Sunday, January 31, 2010

A great big God who made little tiny atoms.




The above picture is a book many of my peers refer to as the "bio bible". It received it's name from the sheer usefulness of its contents and the number of times it has saved us from failing grades (I paid nearly $50 for this beast, and I'd do it again, too). While this idea of correlating a science text book to Scripture may seem like heresy to some, I'd argue that with the right heart, it's not too far off.

You see, I start every morning with a worship service.
Not the stuffy kind of worship service with children squirming on hard wooden pews and crazy old ladies sporting bird feather hats.

It's more like 40 desks filled with teenage bodies (live ones, mind you - though half asleep), writing fervously on sheets of notebook paper.

First period IB Biology SL.
Probably one of the greatest worship services ever (okay, so there's still children squirming in hard chairs, and Dr. White is pretty crazy, but we can't win them all).

Now, the whole idea of God and science may seem like an oxymoron to some, but the more and more I study biology, the more and more I am absolutely amazed by God. I first came across this idea last year in chemistry, when my teacher was explaining how amazing it is that the elements are arranged in such neat and convenient patterns (period patterns... periodic table... get it?), and how this had to be just so for the world to come to be. A light bulb went off, and I was filled with awe. It wasn't a chance happening that these elements to perfectly lined up in their fancy little rows with their electrons in just the right places, behaving so well. It was a powerful God who enjoyed fancy little rows with their electrons in just the right places, behaving so well, that created the elements just so. I love a God of order and sense.
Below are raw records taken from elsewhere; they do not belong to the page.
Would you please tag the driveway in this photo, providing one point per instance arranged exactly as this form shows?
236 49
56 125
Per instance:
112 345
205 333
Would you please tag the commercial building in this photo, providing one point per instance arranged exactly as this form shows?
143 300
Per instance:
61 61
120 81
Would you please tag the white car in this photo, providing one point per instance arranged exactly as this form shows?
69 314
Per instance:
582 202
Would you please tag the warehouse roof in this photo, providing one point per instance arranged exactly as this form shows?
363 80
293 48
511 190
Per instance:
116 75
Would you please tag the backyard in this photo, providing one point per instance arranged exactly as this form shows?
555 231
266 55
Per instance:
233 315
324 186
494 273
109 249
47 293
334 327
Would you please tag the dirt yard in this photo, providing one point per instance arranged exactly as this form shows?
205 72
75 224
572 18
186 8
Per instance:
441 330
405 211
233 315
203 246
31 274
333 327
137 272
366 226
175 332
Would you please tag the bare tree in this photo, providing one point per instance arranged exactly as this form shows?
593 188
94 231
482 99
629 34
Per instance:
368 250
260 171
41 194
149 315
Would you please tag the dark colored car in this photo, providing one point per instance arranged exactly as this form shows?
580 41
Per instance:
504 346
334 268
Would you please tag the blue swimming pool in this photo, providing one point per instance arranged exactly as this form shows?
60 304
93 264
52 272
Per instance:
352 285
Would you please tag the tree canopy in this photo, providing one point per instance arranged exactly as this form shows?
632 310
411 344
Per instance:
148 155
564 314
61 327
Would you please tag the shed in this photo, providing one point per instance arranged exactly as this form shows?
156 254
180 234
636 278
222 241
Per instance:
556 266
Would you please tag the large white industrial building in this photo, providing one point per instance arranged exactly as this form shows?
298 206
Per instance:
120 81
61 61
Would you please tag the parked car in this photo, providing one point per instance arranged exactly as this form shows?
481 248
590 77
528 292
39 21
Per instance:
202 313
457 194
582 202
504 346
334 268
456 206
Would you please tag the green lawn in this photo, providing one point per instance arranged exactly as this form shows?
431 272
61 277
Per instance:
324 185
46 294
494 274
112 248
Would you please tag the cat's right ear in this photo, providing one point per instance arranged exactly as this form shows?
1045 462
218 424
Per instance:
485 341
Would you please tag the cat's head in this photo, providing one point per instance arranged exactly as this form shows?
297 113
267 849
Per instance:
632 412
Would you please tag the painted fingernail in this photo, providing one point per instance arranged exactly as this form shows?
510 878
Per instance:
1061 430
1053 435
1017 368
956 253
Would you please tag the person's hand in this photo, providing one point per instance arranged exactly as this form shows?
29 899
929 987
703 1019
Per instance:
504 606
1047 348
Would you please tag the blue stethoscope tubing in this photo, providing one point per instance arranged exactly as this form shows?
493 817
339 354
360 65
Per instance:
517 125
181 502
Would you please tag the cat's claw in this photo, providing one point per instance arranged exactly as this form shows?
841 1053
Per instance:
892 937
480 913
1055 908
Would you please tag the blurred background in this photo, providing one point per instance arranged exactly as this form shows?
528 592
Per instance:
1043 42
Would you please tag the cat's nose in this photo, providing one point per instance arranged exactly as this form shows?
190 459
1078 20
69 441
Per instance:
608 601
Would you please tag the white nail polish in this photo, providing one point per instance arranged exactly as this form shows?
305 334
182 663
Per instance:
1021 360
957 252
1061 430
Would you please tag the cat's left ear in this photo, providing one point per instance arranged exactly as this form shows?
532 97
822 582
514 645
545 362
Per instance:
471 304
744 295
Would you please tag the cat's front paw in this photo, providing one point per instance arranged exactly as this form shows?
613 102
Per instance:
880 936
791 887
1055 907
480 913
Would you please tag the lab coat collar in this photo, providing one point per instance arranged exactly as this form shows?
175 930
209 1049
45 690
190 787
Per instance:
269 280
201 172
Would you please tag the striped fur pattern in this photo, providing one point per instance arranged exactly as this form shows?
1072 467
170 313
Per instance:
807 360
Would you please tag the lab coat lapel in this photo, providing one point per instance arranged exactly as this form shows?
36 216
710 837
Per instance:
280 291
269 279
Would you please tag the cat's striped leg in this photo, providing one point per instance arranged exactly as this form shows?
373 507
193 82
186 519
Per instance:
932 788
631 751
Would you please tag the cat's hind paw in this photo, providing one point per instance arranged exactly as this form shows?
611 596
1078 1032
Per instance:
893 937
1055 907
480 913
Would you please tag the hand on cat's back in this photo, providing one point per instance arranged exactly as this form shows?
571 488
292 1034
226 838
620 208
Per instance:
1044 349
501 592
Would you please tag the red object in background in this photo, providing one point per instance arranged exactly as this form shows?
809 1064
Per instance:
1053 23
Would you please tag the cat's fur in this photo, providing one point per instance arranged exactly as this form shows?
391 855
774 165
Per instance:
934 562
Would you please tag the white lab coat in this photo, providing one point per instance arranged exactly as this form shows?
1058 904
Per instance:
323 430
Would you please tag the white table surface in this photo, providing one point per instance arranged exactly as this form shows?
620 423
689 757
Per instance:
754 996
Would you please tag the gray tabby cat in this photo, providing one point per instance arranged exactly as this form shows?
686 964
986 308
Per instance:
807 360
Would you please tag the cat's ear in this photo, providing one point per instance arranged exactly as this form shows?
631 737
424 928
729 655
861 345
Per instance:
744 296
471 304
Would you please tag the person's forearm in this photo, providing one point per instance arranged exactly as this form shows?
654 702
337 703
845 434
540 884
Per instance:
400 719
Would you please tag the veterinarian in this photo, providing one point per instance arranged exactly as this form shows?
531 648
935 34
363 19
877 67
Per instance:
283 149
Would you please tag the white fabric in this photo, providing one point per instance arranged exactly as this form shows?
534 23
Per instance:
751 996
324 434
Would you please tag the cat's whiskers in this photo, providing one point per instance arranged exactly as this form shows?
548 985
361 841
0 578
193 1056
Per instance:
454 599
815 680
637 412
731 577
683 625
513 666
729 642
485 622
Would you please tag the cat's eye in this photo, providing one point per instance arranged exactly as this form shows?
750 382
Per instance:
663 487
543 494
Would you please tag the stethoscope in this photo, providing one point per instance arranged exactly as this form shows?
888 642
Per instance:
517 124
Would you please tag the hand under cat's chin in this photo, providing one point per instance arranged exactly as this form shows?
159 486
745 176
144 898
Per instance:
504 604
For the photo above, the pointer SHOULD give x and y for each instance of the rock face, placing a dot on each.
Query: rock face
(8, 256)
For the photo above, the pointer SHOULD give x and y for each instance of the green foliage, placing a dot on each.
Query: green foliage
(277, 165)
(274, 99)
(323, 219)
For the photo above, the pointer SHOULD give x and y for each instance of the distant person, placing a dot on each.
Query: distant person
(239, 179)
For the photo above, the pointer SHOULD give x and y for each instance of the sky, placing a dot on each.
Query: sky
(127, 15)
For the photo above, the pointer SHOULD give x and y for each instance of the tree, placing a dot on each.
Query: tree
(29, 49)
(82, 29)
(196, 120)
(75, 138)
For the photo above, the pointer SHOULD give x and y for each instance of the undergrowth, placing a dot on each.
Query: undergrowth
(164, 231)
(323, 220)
I'm amazed by the beauty of God's creation. How perfectly everything lines up. How two gametes (eggs and sperm... track with me here, you'll be amazed, I promise) can join together - millions of sperm, and as soon as the first one reaches the egg, there is an instant infusion. A barrier is placed around the egg to prevent other sperm from trying to join, and meiosis (cell division of sex cells) begins. Life is created. In six weeks, a heart will beat and a gender will be determined (sorry ladies, you're the default gender). 23 chromosomes joined with 23 chromosomes. They will split once in meiosis to make 2, then split again in mitosis to make 4... and soon, you will have a beautiful you (cue song).




It doesn't stop there - nothing goes to waste. Umbilical cords? They can get up to six feet long. The two arteries and one vein that for nine months somehow nourished a growing baby in an aqueous solution can be harvested for vein transplants in adults. The rain that falls? It's absorbed by the soil and used by plants or humans. Excess is evaporated back into the atmosphere to create new rain clouds again in the hydrolic cycle. Death? The energy and minerals in that organism decomposes back into the earth to replenish the soil, which will grow flora, which will be consumed by new organisms. Even fecal matter can be recycled. Nearly everything is either matter or energy (or both) - these two things can neither be created nor destroyed. God gave us everything we'd ever need in just six short days.

The God of the universe made everything just so perfectly so... Down to the tiny cell, where everything is just so... ordered and perfect.

See, to me, science isn't like my other subjects. It's not history, the study of man's repetitive sin. It's not psychology, where we try to find ulterior motives other than sinful desire to explain our shenanigans. It's not math (nobody likes math, period). Science is the study of the refulgent Creation.

So there you have it. I live and die by my bio class. It sucks the life out of me (no pun) every morning, but it also gives me new life. I walk out of D-01 every morning thoroughly ineffibly in awe and a little bit more aware of a great big diety who's done great big things that I can't even fathom.